JBK: stunt man’s ‘joke’ is no laughing matter

THERE is a bit of the stunt man in all of us. This is no harm unless by coincidence the appearance of a stunt arrives at the same time as a miscalculation.

THERE is a bit of the stunt man in all of us. This is no harm unless by coincidence the appearance of a stunt arrives at the same time as a miscalculation.

I used to be a stunt man myself, but since the only vehicle I had was a bicycle I was never able to do as much damage as one of today’s stunt men.

Unfortunately for me, I met a stunt man one day last week. He was driving a motor car and in the car were several passengers.

As I walked blissfully along the road, on my correct side, this car suddenly shot straight ahead of me. As it came near I was under the impression that it was out of control and I was between two minds which way to turn. I decided to stay put until the last minute. Then, as the car was almost upon me, I braced myself to jump.

Just then the car changed over to a true course and missed me by a matter of inches. I stood rooted to the spot and only then did I notice that the car was driven by a man I knew well. All he was doing was having me on.

Now, I do not consider this sort of joke to be in the least funny. In fact, it is the sort of joke which has often proved most expensive and, if memory serves me correctly, it has frequently dispatched the victims to eternal chimes where one presumes the roar of the motor is never heard and the air is mercifully free from the smoke of exhaust pipes.

Last week’s incident was not the first one I experienced. Some drivers think it is great gas to drive straight for a person they know, forgetting that their own judgement is fallible and that the judgement of the target is less fallible still.

But this is only one kind of stunt man. The stunt man I fear most is he who has been prematurely placed behind the wheel of a large truck,

You may argue against this by saying that everybody is prematurely placed behind the wheel, whether it be bus, truck or car.

This type of stunt man who drives the truck reminds me in many ways of a dog who suddenly dashes out from nowhere and attacks a car.

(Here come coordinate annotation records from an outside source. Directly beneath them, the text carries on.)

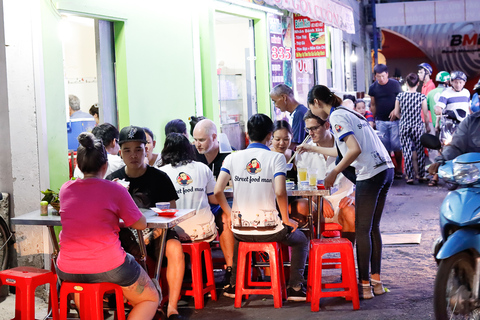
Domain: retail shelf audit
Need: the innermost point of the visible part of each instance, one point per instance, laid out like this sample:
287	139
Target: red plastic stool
198	288
332	230
26	279
276	284
91	299
346	262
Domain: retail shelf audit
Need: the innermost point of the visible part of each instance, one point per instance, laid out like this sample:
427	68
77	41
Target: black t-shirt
384	98
216	164
152	187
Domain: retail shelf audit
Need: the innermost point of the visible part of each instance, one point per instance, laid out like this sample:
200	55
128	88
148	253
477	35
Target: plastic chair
317	263
276	285
91	299
26	280
198	288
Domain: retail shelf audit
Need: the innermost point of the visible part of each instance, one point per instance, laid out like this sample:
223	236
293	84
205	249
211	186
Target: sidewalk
408	271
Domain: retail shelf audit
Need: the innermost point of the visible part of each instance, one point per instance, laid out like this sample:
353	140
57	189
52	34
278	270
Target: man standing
282	96
208	149
148	186
383	93
424	74
74	109
442	78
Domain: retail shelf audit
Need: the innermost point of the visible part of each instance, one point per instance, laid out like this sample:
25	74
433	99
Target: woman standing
410	105
363	150
91	252
281	140
194	183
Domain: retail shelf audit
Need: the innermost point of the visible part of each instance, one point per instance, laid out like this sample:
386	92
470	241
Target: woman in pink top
90	248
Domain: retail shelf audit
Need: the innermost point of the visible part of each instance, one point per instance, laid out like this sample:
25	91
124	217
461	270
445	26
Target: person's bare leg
398	160
175	271
227	242
143	296
415	164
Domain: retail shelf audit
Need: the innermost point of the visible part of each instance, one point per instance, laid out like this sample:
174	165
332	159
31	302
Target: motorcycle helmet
458	75
442	77
427	67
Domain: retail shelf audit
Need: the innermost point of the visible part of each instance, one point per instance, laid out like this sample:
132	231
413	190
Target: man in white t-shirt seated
339	207
109	136
259	178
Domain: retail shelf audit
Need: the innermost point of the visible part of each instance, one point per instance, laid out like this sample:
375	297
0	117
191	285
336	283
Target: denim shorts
389	134
124	275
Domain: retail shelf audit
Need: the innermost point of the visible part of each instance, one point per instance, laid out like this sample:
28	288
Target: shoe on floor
378	288
229	291
297	295
365	291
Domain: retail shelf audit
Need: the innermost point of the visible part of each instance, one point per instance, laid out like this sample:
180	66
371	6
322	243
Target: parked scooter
457	251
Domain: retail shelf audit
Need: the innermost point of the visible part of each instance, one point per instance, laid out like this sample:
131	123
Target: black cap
132	133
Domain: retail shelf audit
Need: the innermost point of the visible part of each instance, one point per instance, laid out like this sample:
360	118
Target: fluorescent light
254	6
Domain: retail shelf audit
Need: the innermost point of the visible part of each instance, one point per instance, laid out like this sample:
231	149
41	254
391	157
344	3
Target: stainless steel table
309	194
153	221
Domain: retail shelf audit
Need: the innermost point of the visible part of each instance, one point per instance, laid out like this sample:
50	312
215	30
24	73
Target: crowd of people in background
357	147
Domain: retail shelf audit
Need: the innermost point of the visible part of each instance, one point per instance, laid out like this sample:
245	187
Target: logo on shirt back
183	179
254	166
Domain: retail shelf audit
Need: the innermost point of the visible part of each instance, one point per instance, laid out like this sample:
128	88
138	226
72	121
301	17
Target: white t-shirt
342	186
114	163
453	100
193	182
253	172
374	158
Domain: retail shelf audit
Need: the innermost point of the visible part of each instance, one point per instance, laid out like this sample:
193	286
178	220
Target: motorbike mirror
430	141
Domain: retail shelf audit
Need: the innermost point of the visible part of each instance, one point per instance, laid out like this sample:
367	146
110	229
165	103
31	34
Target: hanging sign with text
309	37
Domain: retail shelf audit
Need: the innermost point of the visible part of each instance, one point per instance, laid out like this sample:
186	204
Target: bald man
208	152
282	96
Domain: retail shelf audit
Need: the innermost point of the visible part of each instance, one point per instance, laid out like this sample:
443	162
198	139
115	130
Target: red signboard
309	37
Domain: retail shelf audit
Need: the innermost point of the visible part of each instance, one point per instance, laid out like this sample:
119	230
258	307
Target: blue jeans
369	203
390	134
297	240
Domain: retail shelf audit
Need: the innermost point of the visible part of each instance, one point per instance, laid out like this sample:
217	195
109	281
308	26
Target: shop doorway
89	65
235	58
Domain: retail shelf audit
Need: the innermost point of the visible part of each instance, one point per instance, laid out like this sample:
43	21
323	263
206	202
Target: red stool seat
276	284
198	288
91	299
26	279
346	262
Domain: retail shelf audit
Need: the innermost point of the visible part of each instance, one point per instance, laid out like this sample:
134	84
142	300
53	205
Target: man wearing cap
147	186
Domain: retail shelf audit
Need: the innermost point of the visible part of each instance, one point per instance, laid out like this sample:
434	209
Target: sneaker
378	288
229	291
226	277
297	295
365	291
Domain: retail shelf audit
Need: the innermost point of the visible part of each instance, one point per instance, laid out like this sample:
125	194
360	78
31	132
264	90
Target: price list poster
309	37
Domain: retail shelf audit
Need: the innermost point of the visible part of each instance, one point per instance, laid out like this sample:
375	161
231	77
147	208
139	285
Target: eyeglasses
307	130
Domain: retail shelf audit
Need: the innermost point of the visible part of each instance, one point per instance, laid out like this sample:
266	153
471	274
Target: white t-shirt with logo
193	183
374	158
253	172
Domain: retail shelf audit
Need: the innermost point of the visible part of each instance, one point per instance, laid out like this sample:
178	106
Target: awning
330	12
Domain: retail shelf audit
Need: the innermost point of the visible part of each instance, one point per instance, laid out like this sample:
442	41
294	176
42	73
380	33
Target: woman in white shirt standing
363	150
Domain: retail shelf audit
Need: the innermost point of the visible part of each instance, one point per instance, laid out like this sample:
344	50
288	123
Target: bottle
43	208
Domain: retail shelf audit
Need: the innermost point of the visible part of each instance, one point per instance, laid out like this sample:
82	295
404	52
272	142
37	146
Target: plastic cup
302	174
162	205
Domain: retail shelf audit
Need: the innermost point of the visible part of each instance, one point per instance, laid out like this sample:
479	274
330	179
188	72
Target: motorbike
457	251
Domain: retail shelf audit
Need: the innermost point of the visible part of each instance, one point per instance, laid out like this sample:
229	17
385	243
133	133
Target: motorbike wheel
451	186
453	288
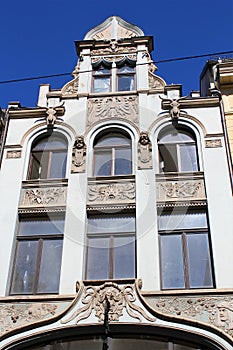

Let us imagine a bend with a carefully-drawn white line. A truck approaches driven by the type of stunt man I have mentioned.

He chooses to ignore the white line. Maybe you would be the same, dear reader, if you had a truck as large as he had.

When a car approaches on its correct side, or a little ways over the line, it pulls in hastily as close to the hedge as is physically possible, but does our stunt man do this? No sir. He takes his time and gives you one hell of a big fright, sometime maiming and other times killing you.

I know a man who once followed a truck driver who almost killed him. He told me that when the driver stepped down from the cab of the truck he did so with great pride and arrogance, as if he expected a round of applause.

My friend was reminded of a trapeze artiste who had just descended from his perch after giving the performance of a lifetime.

There are many other types of stunt man, but the one I enjoy the most is he who parks in a hurry and at great speed. He whirls his car about, timing his entry into the parking space so finely that only the most powerful pressure on the brakes at the very last second saves other cars and humans in the vicinity.

The reason I enjoy this sort of stunt man is because sooner or later he wrecks the rear of his car and either the front, rear or side of another car.

There is never loss of life and the stunt man generally has to pay handsomely for his folly.

If only pedestrians could be taught that a large percentage of those who drive vehicles on the public highway are stunt men, or the makings of stunt men, there would be a far happier between them.

For instance, the pedestrian might become part of the game himself if there was some way of learning that a stunt was about to take place.

If through some means of communication, he could be made aware he could arrange it so that both sides would have an equal chance of surviving.

He would have time to search for a large stone which he could aim at the windscreen of the approaching car. I do not say that he could fire a stone. There is no need for this.

All he has to do is simulate the action of a stone thrower. This has an immediate effect on the stunt man. He quickly reverts to normal road behaviour and there is a new-found respect for one who used to be treated with contempt.